Sometime in the winter of 1832, Emma Smith hired Fanny, either as a house servant or dairymaid. There is some dispute on this point: David Golding argues that Fanny was only hired as a dairymaid and did not likely move into the Smith household. His argument is based on observations that dairy production was a major home industry in the region powered primarily by the labor of women, and that the Smiths owned between four and nine cows and had recently lost their previous dairymaid, Mary Beal Johnson, due to an untimely death. However, no contemporary records provide direct evidence that Fanny was employed exclusively as a dairymaid and not living in the Smith residence, whereas several later sources (albeit mostly second or third-hand reminiscences) specifically state that Fanny was living in the Smith household and under their care. Todd Compton and Mark Staker both conclude that Fanny lived in the Smith household for a time as an employed servant, during which time she entered a relationship with Joseph Smith.

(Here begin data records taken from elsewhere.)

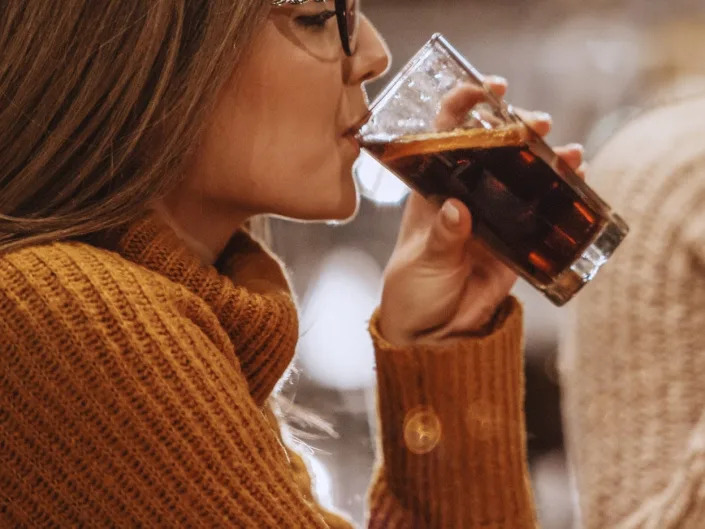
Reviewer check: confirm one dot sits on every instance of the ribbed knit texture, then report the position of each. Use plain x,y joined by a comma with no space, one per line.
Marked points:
133,390
633,361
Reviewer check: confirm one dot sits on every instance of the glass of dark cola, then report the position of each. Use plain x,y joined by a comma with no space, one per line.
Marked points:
527,205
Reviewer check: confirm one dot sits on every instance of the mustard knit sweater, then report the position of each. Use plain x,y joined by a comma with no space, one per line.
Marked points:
133,391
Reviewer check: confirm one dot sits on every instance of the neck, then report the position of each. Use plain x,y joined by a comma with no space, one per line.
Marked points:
206,231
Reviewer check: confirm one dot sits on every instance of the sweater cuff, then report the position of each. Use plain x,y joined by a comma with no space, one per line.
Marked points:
453,428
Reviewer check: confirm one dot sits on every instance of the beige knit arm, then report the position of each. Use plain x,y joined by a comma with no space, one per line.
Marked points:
681,503
453,433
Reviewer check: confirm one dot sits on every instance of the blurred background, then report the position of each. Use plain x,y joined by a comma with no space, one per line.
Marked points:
593,65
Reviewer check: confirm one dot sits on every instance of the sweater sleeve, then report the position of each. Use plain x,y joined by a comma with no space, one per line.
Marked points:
137,420
680,504
453,433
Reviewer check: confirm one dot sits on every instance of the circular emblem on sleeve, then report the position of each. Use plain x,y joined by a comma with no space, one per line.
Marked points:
422,430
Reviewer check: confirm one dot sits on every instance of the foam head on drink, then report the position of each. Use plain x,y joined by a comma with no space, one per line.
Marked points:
520,206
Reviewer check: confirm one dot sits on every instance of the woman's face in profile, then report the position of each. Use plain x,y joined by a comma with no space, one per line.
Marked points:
278,140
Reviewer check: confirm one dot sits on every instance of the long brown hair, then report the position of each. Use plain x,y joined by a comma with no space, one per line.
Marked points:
102,101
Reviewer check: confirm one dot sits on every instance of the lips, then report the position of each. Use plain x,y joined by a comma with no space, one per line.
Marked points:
357,125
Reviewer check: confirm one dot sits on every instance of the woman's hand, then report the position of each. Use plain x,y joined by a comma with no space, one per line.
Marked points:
440,282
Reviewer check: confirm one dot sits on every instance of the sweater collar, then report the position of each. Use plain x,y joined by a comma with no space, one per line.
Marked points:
247,290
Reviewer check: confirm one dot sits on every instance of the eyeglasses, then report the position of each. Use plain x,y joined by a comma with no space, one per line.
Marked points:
310,25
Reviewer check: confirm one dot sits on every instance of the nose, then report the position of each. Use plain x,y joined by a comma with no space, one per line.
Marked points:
371,59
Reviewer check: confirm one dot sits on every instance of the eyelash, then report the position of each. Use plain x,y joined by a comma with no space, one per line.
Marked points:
317,21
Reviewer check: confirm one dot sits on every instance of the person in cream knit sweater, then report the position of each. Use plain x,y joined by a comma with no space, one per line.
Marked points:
633,357
143,328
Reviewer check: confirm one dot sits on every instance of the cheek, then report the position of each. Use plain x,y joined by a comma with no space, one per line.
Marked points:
274,144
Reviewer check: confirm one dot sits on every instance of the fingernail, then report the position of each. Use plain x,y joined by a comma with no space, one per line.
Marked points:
496,79
451,215
576,147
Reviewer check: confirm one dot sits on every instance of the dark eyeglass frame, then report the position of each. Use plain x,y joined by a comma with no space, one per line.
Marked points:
342,15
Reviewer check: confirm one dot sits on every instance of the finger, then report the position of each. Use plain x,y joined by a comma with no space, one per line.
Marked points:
456,104
572,154
540,122
446,243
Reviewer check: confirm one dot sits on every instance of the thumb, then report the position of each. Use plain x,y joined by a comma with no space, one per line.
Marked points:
449,232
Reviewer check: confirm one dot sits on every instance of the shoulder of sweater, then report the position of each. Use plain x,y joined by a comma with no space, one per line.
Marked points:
75,263
82,283
664,138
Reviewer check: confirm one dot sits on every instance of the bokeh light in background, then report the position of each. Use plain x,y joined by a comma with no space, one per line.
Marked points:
593,64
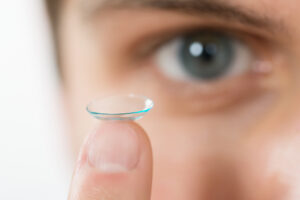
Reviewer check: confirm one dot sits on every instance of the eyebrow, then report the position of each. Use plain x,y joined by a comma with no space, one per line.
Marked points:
217,8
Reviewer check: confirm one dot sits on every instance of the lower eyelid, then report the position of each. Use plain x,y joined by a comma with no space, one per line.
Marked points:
198,98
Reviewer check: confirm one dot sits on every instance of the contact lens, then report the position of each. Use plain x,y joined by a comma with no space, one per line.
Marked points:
123,107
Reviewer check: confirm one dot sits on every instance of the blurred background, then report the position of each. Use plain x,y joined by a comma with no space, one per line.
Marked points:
33,164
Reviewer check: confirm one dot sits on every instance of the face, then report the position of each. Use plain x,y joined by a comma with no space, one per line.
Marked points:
224,77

In September 1836, after Fanny had worked for Emma Smith, the Algers left the Kirtland area for Clay County, Missouri. Fanny's uncle Levi Hancock conveyed her to her parents somewhere between Wooster, Ohio and Dublin, Indiana. The Algers' wagon broke down outside of Dublin where the Paul and Mary Custer family kept a tavern and hosted them. On November 16, Fanny was married to Paul and Mary's son Solomon at the Custer tavern by the town's justice of the peace. Samuel and Clarissa Alger remained in Dublin for another year before continuing on to Missouri. Fanny and Solomon continued the Custers' tavern business, eventually keeping a grocery store and bakery, and launching a short-lived sawmill in 1870. Obituaries for Solomon and Fanny mention Fanny bearing nine children, though only five can be positively identified, two of whom survived her. Other Custer in-laws in Dublin started the local Universalist church months after Fanny's marriage, but she did not join until 1874. Her funeral was held at the Dublin church after she died at the home of her son in Indianapolis, Indiana, on November 29, 1889.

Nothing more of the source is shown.